Recently, we have watched the failure of this system in two very important and high profile circumstances.
On a local level, it seems to be clearer and clearer that the Orange County Informant Scandal will be a scandal in name only, with the bad actors who brought about the scandal escaping unpunished. On a national level, while the cookie is still crumbling, we have witnessed a Justice Department, which is ostensibly supposed to operate independently with the aim of…well, justice…, operating as a politically motivated partner of President Trump.
Here in Orange County, the California Attorney General recently tried to quietly announce that their investigation into the informant scandal was complete. Despite ample evidence of misdeeds and perjury committed by law enforcement and the Orange County District Attorney’s office, the investigation is simply over without a single prosecution and not even so much as a report. The complete inaction of the Attorney General’s office as well as the United States Attorney’s Office, who have also unconvincingly claimed they were investigating the scandal without a single thing to show for it, will serve as a stain on both these offices and the decision makers who were utterly derelict in their duties.
Meanwhile, after a two year investigation by Special Counsel Robert Mueller, a position created specifically to ensure an investigation conducted independent from political pressure and foster the public trust, Attorney General William Barr did not wait 24 hours before decimating that trust and politicizing the process via an intellectually dishonest letter to Congress purporting to summarize the findings of Mueller's report. It was a transparent, politically motivated move designed to influence public perception of the report’s findings prior to its release. As I’ve said, this drama is still unfolding and we now know that Special Counsel Mueller personally objected to the content of the summary and Congress is weighing action against Barr including calls for his recusal from the investigation and the possibility of impeachment. However, much of the damage may have already been done as Barr’s letter has already significantly influenced the public debate over the report’s significance and in today’s lightning fast news cycle, that influence is hard to undo.
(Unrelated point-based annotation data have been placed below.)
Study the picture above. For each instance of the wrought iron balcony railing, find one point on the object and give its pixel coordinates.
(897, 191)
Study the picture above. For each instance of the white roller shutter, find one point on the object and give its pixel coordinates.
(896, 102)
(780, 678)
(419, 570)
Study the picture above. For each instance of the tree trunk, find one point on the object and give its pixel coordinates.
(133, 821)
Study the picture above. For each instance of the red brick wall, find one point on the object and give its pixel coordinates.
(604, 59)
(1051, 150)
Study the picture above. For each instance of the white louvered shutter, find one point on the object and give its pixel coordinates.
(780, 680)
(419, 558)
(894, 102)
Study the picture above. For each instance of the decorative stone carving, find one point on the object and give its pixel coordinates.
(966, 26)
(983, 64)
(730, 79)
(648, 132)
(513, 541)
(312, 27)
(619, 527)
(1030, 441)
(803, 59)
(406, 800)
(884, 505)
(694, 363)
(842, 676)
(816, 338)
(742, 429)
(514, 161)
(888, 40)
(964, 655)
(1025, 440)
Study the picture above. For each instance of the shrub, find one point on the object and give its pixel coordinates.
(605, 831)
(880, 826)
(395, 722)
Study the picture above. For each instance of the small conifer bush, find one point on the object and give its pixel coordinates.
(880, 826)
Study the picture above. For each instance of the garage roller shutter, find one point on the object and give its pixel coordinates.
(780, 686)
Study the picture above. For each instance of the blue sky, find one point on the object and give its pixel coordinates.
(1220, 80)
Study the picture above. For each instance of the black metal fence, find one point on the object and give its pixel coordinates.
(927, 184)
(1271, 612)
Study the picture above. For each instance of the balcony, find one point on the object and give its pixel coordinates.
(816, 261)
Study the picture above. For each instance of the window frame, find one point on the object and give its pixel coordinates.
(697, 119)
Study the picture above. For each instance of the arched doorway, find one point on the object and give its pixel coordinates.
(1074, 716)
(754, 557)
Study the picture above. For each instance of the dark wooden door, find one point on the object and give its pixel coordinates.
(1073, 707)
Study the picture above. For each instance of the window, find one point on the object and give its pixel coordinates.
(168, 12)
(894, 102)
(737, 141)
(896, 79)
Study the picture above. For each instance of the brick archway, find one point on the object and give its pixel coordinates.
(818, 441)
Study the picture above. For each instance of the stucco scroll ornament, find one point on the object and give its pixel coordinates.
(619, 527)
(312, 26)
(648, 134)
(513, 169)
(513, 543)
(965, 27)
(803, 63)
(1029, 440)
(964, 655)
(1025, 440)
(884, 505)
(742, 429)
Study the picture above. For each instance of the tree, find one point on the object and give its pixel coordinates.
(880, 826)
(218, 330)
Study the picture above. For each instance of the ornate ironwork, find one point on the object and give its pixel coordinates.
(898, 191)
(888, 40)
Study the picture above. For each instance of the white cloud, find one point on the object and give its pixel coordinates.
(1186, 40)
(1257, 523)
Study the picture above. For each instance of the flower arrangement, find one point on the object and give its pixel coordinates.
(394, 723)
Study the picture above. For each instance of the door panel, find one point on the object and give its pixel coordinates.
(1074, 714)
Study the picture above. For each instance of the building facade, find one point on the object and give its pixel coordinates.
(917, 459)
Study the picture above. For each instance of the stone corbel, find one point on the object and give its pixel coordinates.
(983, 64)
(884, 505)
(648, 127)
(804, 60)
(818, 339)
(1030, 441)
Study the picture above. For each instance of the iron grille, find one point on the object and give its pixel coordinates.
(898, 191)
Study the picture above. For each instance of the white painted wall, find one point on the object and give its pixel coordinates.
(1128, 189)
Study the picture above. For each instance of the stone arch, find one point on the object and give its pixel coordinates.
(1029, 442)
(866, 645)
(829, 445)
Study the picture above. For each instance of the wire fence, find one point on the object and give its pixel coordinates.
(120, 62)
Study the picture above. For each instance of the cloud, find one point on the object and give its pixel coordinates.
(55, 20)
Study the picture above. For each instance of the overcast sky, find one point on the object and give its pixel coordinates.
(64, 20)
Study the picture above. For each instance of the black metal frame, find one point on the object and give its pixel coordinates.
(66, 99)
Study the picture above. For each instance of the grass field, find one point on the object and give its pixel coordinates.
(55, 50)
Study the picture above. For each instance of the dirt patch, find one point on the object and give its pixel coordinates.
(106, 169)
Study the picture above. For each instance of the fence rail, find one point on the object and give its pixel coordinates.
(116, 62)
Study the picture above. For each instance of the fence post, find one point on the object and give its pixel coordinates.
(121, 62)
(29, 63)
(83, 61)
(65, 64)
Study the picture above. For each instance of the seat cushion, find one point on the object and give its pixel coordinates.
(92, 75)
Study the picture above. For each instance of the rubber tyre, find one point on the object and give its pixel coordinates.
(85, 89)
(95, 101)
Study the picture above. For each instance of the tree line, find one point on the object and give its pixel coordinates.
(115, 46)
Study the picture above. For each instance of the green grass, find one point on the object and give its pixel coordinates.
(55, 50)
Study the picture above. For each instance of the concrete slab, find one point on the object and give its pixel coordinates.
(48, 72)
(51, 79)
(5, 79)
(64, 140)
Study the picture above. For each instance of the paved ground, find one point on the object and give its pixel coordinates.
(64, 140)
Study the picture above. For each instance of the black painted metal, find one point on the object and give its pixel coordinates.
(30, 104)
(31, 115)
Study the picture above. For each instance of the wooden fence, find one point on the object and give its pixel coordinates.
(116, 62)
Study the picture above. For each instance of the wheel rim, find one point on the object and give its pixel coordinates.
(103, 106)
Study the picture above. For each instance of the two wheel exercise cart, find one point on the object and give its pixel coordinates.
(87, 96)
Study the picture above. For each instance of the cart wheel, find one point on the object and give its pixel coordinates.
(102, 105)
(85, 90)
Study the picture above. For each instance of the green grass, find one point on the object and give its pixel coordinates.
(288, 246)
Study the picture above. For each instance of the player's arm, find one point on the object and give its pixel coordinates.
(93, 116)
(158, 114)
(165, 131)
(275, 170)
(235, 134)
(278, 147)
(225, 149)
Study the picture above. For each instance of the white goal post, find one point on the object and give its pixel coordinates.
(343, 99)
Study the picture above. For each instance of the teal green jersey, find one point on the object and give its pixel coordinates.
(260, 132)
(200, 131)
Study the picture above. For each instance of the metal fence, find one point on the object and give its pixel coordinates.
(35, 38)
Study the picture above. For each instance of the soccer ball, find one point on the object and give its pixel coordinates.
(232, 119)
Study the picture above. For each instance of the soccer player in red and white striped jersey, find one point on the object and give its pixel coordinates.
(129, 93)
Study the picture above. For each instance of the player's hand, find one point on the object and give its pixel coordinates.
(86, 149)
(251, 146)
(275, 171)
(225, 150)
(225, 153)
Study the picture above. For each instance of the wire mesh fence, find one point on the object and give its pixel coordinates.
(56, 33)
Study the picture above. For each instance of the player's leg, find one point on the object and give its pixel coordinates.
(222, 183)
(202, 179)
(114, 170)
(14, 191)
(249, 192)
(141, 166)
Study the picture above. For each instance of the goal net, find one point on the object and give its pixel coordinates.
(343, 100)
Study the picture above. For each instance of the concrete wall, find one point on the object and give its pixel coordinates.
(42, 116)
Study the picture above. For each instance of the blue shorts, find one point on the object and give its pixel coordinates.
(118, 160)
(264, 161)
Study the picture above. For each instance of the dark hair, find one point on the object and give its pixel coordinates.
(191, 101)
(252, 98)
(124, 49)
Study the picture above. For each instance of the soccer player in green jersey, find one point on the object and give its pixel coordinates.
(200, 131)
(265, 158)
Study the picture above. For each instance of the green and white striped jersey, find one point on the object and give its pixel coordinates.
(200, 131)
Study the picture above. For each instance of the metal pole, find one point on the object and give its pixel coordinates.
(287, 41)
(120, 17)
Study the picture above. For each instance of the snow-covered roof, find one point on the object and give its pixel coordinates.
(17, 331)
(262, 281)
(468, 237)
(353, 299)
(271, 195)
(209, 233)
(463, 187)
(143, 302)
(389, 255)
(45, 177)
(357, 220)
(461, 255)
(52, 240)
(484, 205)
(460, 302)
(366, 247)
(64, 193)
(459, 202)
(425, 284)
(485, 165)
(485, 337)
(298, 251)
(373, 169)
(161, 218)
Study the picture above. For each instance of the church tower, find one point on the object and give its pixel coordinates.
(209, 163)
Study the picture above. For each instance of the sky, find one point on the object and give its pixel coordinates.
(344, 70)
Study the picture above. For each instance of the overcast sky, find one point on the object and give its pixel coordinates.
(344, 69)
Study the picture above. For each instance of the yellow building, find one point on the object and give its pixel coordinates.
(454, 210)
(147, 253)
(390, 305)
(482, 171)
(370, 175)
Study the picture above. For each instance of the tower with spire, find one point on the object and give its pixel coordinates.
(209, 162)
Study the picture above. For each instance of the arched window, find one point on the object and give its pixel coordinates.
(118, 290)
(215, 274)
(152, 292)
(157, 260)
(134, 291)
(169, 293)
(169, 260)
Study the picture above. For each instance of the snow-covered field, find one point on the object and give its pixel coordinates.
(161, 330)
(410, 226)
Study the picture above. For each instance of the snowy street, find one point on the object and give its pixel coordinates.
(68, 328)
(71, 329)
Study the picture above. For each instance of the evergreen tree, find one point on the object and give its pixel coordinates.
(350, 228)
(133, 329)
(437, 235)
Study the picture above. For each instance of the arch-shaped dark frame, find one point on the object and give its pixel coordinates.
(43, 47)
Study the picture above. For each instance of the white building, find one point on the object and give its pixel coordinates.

So, what went wrong and how do we fix this? I think there are two answers. First, watchdogs must be truly independent. In each of these cases, the entities charged with oversight were far too closely aligned and intertwined with those they were to be watching. Second, the vigilant public is the only true solution. In the context of the Mueller report, it appears the public is doing its job. This story is not simply going away as the Trump administration and Barr seemed to have hoped it might. In contrast, the public scrutiny of the informant scandal seems to have waned. After a flurry of coverage, the story became a national one. The California Attorney General and United States Attorney's Office expressed concern and assured the public that they would investigate and act. And then…they simply waited for the story to die. Sadly, it appears that they may have correctly calculated that public interest in this story would not persist.
Ultimately, all of the entities we are talking about derive their power from the public. As such, they must answer to the public when the public so demands. But, when the public is not vigilant, the incentive to perform the watchdog role subsides.
At the end of the day, we are the watchers. Each and every one of us. We cannot, unfortunately, trust that the watchdogs will be watching unless we are willing to vigilantly watch them.